NDIS participants strangled by red tape

The National Disability Insurance Scheme (NDIS) is a bureaucratic nightmare that many of the most disadvantaged members of the community are missing out on because it’s so difficult to navigate, a study has found.

Gemma Carey

Professor Gemma Carey from UNSW conducted a research review of 25 studies which is published in the Australian Journal of Public Administration.

Her study confirmed that Indigenous Australians and people from culturally and linguistically diverse (CALD) backgrounds are more likely to be excluded from the scheme altogether, or face barriers to gaining services and supports.

The paper concludes that five years after it began, the NDIS has become a “highly inequitable” scheme.

“What we’re seeing in the NDIS is that there are particular groups of people that do really well, and there are groups who do very poorly,” Professor Carey told Government News.

“Not always, but generally,  that has a lot to do with whether you have the skills to navigate a really complex administrative system and argue your case for it.

“A white middle class group of people designed the system and guess what? It works really well for white middle class people but  not really for anyone else.”

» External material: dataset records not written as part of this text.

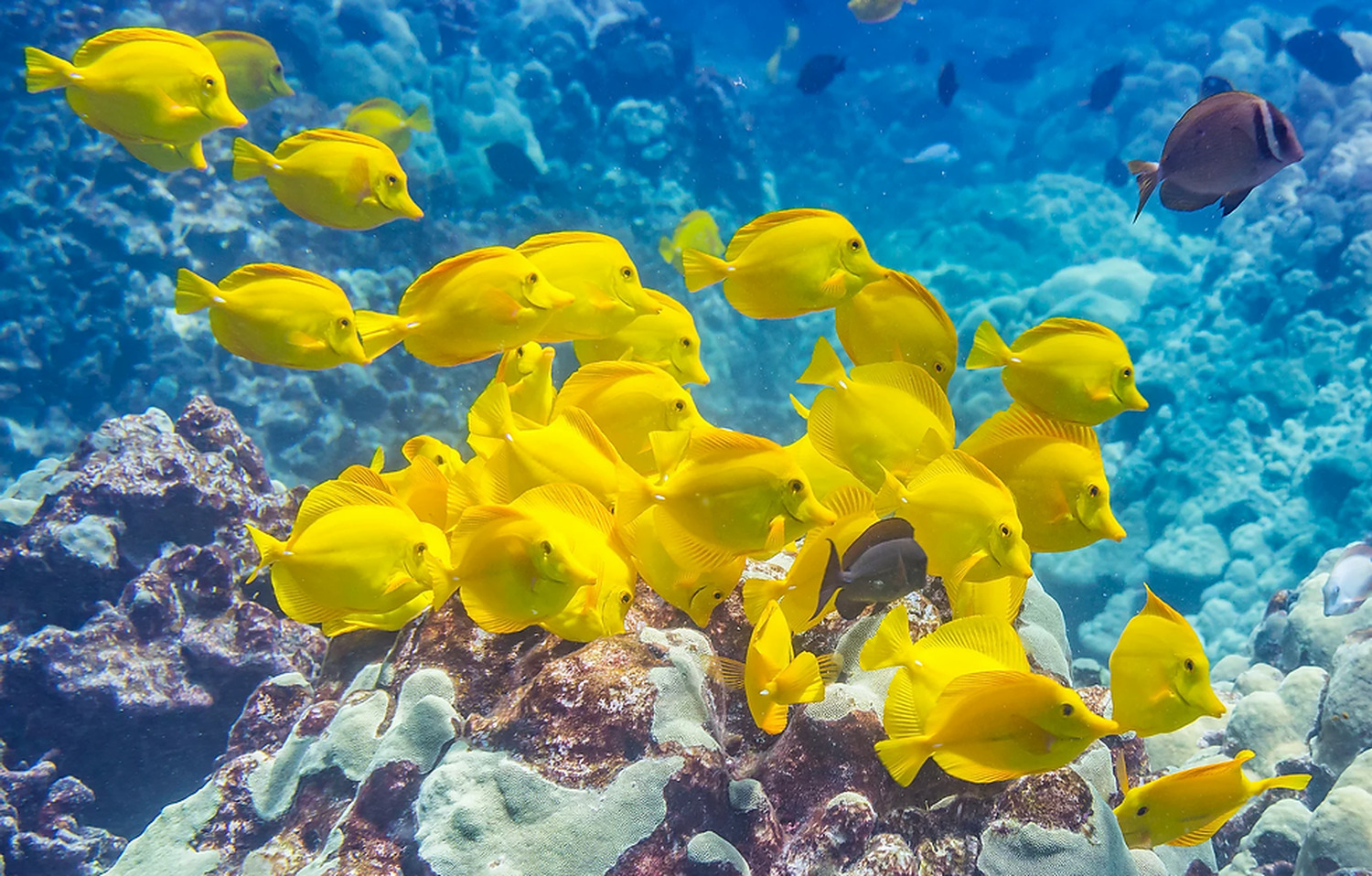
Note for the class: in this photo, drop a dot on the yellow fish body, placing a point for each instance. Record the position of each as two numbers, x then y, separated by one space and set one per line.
140 85
963 517
1069 369
884 417
513 569
598 609
468 307
337 178
529 372
897 320
276 315
1188 807
987 727
571 448
1160 678
787 263
696 230
356 558
799 593
252 66
721 495
389 123
600 276
667 339
1056 473
630 401
773 676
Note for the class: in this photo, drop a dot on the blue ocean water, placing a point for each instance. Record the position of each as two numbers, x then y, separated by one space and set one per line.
1250 332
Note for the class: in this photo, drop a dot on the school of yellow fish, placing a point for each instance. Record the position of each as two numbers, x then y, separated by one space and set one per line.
573 495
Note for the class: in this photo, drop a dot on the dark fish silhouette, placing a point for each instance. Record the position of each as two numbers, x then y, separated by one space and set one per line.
1116 172
1213 85
883 565
512 166
1018 66
1105 88
1325 55
947 84
1221 148
818 73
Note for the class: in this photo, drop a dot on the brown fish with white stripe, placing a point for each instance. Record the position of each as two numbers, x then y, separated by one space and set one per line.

A white middle class group of people designed the system and guess what? It works really well for white middle class people but not realy for anyone else.

Professor Gemma Carey

According to government statistics, at June 2019 there were 24,023 CALD participants in the NDIS, representing just 8.4 per cent of those in the scheme.

There were 16,417 Aboriginal and Torres Strait Islander participants, making up 5.7 per cent of all participants, despite this group having higher rates of disability.

Public sector marketplace

Professor Carey says the NDIS is an example of a public sector marketplace, a model which has  emerged over the last 30 years to give citizens more choice and control, but also to increase government efficiencies.

These schemes tend to be administratively complex, she says, with most of the burden falling on the individual.

In the NDIS, for example, participants have to complete access forms and provide the required documentation, argue their case at planning meetings and then go through the process of finding and engaging service providers.

“If you know how to work a bureaucracy, and argue your case and write letters to ministers, you’re more likely to get what you need,” Professor Carey says.

“But if you’re a new migrant and you have to fill out paperwork and collate six reports from specialists, and then you get on to the scheme and there’s disagreement about the sorts of services you need, you’re much less likely to find your way through.”

The research also finds a lack of information in different languages, lack of translators, lack of publicly funded advocates, and lack of cultural sensitivity, as well as a “punitive and exclusionary” approach to policing the sorts of supports people are eligible for.

Publicly funded advocates

Professor Carey says one way to improve the situation is provide publicly funded advocates for those identified as being in need at the point of entry.

“If you have someone skilled in navigating the NDIS sitting with you and arguing with you, you’ll do better from the scheme,” she says.

“We have a huge shortage of publicly funded advocates, so it’s likely to follow a socio-economic gradient where if you have money for a private advocate you’ll do better. “

She also says the government must think in terms of engagement with disadvantaged groups rather than just lip service in ongoing reform of the scheme.

“There’s a difference between consultation and saying ‘we hired people from these groups to sit with us’,” she says.

“The government is very good at consultation, they’ve consulted on many parts of the NDIS and even pushed a co-design, but consultation alone doesn’t go far enough.

“They systems we build should reflect the people were building them for.”

Professor Carey says if the issues identified in her study aren’t addressed Australia risks seeing inequality entrenched in one of its biggest social welfare policies.

“We’ll be potentially reproducing and making inequalities worse for particular groups in society who already are disadvantaged and can’t cannot access services, and we’ll widen that gap yet again,” she says.